With computationally expensive tasks like training a neural network, you can get a huge performance boost by running it on a GPU-equipped machine.
Note, if your local machine already has NVidia GPU chips, and you have installed the CUDA libraries and toolkits, you can directly run the script using local compute target. Just be sure to pip-install the CNTK Python package for GPU for your OS. The below instructions are specifically for running script in a remote VM equipped with GPU.
Create an Ubuntu-based Data Science Virtual Machine(DSVM) in Azure portal using one of the NC-series VM templates. NC-series VMs are the VMs equipped with GPUs for computation.
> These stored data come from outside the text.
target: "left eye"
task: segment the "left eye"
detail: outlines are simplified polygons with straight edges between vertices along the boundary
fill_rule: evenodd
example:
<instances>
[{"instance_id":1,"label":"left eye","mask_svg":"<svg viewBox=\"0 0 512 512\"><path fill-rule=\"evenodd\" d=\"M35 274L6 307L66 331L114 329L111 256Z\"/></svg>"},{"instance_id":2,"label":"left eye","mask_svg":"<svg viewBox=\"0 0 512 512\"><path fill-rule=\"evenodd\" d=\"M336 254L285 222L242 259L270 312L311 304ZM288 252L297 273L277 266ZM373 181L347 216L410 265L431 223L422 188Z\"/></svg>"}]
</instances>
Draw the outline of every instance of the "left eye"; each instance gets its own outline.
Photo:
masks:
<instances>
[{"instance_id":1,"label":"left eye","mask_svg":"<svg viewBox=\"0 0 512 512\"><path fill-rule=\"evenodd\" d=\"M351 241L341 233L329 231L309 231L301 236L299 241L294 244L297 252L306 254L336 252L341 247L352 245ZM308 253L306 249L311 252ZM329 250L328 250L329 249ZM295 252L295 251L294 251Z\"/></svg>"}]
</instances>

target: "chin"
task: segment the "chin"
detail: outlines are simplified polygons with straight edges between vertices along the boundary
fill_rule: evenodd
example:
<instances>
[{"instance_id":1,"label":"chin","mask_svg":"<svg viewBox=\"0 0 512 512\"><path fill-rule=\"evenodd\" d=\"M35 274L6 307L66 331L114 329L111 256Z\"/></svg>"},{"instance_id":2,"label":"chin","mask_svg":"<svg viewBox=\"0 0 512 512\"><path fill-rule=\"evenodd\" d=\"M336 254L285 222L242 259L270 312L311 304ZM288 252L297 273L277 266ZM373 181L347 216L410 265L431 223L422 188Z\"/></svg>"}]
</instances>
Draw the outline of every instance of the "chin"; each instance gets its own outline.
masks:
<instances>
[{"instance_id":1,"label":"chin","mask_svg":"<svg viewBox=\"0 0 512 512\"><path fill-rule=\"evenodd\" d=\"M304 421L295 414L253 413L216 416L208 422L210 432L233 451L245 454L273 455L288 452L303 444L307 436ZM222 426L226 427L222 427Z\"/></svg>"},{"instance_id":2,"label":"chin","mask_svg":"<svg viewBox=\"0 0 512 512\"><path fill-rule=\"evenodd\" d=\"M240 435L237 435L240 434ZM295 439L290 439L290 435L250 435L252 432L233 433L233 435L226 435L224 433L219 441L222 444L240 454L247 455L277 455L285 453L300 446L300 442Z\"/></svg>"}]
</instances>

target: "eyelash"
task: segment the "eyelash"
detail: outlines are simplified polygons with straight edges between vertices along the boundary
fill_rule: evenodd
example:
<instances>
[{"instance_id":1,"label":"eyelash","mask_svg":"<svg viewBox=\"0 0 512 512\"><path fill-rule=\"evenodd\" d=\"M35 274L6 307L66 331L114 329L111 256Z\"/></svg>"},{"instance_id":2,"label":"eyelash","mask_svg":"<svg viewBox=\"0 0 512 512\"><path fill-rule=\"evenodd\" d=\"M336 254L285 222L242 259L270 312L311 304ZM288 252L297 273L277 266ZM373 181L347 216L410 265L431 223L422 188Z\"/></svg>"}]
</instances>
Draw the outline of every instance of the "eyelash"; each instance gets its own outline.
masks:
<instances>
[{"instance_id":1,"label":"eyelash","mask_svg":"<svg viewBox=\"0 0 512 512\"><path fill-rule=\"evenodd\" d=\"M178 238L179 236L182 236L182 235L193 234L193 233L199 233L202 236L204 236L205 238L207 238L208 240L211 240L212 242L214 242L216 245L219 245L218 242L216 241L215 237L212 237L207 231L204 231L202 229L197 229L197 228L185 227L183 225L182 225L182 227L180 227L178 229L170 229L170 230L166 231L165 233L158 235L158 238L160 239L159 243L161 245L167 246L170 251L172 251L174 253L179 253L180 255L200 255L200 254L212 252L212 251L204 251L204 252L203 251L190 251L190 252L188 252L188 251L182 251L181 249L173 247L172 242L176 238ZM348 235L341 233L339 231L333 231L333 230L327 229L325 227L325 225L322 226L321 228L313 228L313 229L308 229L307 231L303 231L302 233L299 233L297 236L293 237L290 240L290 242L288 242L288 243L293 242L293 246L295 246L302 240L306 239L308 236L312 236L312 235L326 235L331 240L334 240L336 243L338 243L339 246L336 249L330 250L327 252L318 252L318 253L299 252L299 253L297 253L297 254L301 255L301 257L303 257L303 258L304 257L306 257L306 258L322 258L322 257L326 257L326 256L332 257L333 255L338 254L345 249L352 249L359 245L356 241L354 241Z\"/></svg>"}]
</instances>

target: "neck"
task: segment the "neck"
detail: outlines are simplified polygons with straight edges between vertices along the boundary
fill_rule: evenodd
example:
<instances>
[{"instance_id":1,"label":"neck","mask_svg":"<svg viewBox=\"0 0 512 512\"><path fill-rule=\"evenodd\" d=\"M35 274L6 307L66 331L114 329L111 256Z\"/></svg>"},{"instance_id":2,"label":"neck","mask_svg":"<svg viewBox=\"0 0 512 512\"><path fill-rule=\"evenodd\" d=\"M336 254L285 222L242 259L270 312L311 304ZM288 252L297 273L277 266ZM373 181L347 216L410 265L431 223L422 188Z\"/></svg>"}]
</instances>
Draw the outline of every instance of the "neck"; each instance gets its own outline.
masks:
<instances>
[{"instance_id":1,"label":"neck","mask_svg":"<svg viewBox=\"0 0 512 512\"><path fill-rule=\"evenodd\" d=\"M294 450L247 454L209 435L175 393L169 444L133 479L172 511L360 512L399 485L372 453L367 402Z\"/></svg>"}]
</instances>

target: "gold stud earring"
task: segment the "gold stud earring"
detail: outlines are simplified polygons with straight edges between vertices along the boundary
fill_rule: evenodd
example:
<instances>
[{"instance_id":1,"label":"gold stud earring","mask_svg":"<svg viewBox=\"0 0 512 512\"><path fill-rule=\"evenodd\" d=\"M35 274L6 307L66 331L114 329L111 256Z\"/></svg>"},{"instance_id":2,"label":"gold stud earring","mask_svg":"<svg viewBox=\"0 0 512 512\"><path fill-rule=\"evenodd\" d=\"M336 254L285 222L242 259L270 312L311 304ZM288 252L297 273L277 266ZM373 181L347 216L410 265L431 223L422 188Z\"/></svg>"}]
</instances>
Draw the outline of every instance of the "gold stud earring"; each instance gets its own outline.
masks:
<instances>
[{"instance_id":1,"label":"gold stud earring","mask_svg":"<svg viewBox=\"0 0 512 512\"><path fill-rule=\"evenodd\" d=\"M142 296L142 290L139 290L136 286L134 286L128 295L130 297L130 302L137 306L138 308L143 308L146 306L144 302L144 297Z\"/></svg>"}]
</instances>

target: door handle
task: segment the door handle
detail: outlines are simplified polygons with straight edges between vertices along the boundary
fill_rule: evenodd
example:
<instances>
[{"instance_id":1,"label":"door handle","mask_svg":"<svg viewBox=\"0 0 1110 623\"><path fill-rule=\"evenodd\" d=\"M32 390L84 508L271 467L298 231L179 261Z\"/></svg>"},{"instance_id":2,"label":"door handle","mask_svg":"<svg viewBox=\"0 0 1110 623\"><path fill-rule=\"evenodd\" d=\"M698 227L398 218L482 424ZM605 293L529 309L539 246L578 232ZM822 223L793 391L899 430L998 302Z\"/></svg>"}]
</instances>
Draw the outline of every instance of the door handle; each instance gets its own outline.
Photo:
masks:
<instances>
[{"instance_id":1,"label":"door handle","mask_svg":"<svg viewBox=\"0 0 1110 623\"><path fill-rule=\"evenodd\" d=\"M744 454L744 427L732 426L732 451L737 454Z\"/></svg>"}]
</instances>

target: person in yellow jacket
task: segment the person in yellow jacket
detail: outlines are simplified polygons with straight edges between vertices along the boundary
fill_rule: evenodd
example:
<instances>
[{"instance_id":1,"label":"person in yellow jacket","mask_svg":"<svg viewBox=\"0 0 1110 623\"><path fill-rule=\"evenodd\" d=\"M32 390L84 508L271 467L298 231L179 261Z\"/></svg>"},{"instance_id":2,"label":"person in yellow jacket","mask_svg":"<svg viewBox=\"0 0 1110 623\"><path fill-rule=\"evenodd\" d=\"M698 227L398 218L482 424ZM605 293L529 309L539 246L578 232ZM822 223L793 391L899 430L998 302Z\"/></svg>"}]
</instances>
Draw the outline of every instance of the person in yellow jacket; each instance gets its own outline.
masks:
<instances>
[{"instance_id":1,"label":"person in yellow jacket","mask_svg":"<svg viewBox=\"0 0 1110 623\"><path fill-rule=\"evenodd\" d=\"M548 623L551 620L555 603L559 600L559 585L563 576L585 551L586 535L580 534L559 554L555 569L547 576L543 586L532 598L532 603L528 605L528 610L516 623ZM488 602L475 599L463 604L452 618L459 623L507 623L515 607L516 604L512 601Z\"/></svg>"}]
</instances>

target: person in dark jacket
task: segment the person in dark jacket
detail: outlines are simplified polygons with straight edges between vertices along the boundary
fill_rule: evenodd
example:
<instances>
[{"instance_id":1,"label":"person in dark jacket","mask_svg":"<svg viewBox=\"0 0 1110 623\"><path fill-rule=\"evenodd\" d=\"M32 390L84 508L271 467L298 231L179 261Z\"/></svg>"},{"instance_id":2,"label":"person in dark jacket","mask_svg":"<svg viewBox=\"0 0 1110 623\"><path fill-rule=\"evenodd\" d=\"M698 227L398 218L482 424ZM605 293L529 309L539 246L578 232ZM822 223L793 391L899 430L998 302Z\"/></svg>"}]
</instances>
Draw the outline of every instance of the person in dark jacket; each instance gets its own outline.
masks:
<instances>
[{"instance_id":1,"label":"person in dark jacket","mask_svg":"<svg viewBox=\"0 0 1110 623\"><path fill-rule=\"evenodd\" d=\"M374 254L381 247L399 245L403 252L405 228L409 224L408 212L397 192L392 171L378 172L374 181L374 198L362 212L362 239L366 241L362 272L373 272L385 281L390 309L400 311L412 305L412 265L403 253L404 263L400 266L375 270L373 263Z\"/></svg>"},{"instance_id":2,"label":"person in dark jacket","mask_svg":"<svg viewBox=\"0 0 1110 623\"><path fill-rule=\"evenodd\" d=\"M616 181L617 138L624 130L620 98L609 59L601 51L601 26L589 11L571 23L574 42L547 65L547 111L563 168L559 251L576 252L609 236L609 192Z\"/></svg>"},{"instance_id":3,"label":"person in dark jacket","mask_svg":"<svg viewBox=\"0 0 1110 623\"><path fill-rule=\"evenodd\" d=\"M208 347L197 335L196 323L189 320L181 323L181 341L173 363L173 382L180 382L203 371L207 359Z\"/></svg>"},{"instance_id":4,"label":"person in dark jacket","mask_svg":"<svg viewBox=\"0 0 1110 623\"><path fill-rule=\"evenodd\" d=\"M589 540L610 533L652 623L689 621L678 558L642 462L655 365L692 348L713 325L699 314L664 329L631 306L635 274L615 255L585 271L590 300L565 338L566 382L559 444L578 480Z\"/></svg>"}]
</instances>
Run following command to add the GPU VM as a compute target in your current project:
$ az ml computetarget attach --name myvm --address <ip address or FQDN> --username <username> --password <pwd> --type remotedocker
The above command creates a myvm.compute
and myvm.runconfig
file under the aml_config
folder.
You need the CNTK library built for GPU:
In conda_dependencies.yml
file, replace the CNTK library URL with the GPU version:
https://cntk.ai/PythonWheel/GPU/cntk-2.2-cp35-cp35m-linux_x86_64.whl
Or you can use the 1-bit SGD version:
https://cntk.ai/PythonWheel/GPU-1bit-SGD/cntk-2.2-cp35-cp35m-linux_x86_64.whl
You can find the latest CNTK Python library for Linux at the CNTK documentation site.
You need a different base Docker image with CUDA libraries preinstalled:
In myvm.compute
file, replace the value of baseImage
from microsoft/mmlspark:plus-0.7.91
to microsoft/mmlspark:plus-gpu-0.7.91
You need to use nvidiaDocker command to start the Docker container as opposed to the regular docker command.
In myvm.compute
file, add a line: nvidiaDocker: true
Optionally, you can to specify the run time framework as Python as opposed to PySpark to gain a little more efficiency:
In myvm.runconfig
file, change the value of Framework
from PySpark
to Python
.
# prepare your Docker image on the GPU VM.
$ az ml experiment prepare -c myvm
# run the MNIST classification script
$ az ml experiment submit -c myvm cntk_mnist.py
You should notice the script finishes significantly faster than if you use CPU. And the command-line outputs should indicate that GPU is used for executing this script.